The main reason for this is that laboratories are costly to set up and run, so anybody running a lab probably has long-term plans or needs for that. This could be anything from a pharmaceutical company testing new drugs to a hospital performing tests on patients.
Either way, there’s a near-constant need for laboratories, and therefore the services of lab technicians. Some labs run 24/7, especially in dense urban areas where you’d need to process things as quickly as possible. Labs outside of urban regions tend to have set hours instead.
Career routes can vary, but most lab technicians either remain in this position or advance to a leadership role. Depending on experience, you could wind up overseeing a team of other lab technicians or advancing to a senior role if you have the right education.
Lab Technician Salary
According to Salary.com, the average lab technician salary is a little over $60,000 annually. This is a comfortable amount in most areas, although it may be a little low for comfortable living in major urban centers (New York City, Seattle, and so on).
Newer lab technicians may only earn around $40,000 each year, but this usually goes up with experience.
How to Become a Lab Technician
Convincing a lab that they should hire you sounds easy on paper, but it’s hard to talk your way into a laboratory technician role with no experience. Laboratories heavily emphasize safety, and that includes focusing on workers who will be reliable and have a good reason for leaving their current job.
It is possible to become a laboratory technician with only a high school diploma or a GED. In fact, this makes up a noticeable percent of lab workers. The difference here is that most labs value experience more than almost anything else, so spending at least two years in scientific labs will usually qualify you for a position here.
About half of all lab technicians have at least a bachelor’s degree, and a small percent have either a master’s degree or better.
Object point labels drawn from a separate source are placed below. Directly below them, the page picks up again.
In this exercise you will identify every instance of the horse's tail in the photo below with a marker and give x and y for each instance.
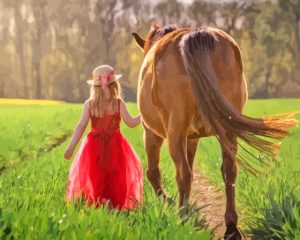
(196, 48)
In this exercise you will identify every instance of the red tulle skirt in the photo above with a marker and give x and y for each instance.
(106, 172)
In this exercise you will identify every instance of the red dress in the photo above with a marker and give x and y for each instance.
(106, 167)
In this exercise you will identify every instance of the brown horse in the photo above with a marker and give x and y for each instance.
(191, 85)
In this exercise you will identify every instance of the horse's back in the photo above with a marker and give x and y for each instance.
(174, 105)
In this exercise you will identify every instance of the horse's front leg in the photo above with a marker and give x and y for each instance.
(153, 145)
(229, 173)
(178, 151)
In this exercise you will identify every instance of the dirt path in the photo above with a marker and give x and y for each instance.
(206, 194)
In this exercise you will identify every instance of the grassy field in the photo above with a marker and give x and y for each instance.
(269, 204)
(33, 178)
(33, 181)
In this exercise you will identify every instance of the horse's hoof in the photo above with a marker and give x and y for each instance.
(232, 232)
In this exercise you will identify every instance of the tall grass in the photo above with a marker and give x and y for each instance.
(32, 197)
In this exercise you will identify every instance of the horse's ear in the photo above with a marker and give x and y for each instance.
(139, 40)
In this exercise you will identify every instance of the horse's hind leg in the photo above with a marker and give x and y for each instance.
(191, 151)
(153, 144)
(178, 151)
(229, 173)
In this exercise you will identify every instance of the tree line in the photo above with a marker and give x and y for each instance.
(49, 47)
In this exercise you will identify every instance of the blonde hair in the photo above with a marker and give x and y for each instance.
(99, 106)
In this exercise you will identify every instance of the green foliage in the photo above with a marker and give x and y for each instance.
(54, 45)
Education is a key factor in opportunities for advancement.
A bachelor’s degree usually isn’t enough for a truly senior role within a lab. While a technician may eventually get to run a team, most labs only accept head scientists who have at least a master’s degree in a relevant field.
The head scientists often oversee tests and have the final responsibility for ensuring everything is done correctly, so labs don’t take this role lightly.
College students often spend some time in a lab while in school, which makes it much easier to get a job after graduating. If you aren’t currently in school, you might be able to volunteer at a lab and perform some basic tasks for them to get experience. This can eventually lead to getting a job as a lab technician.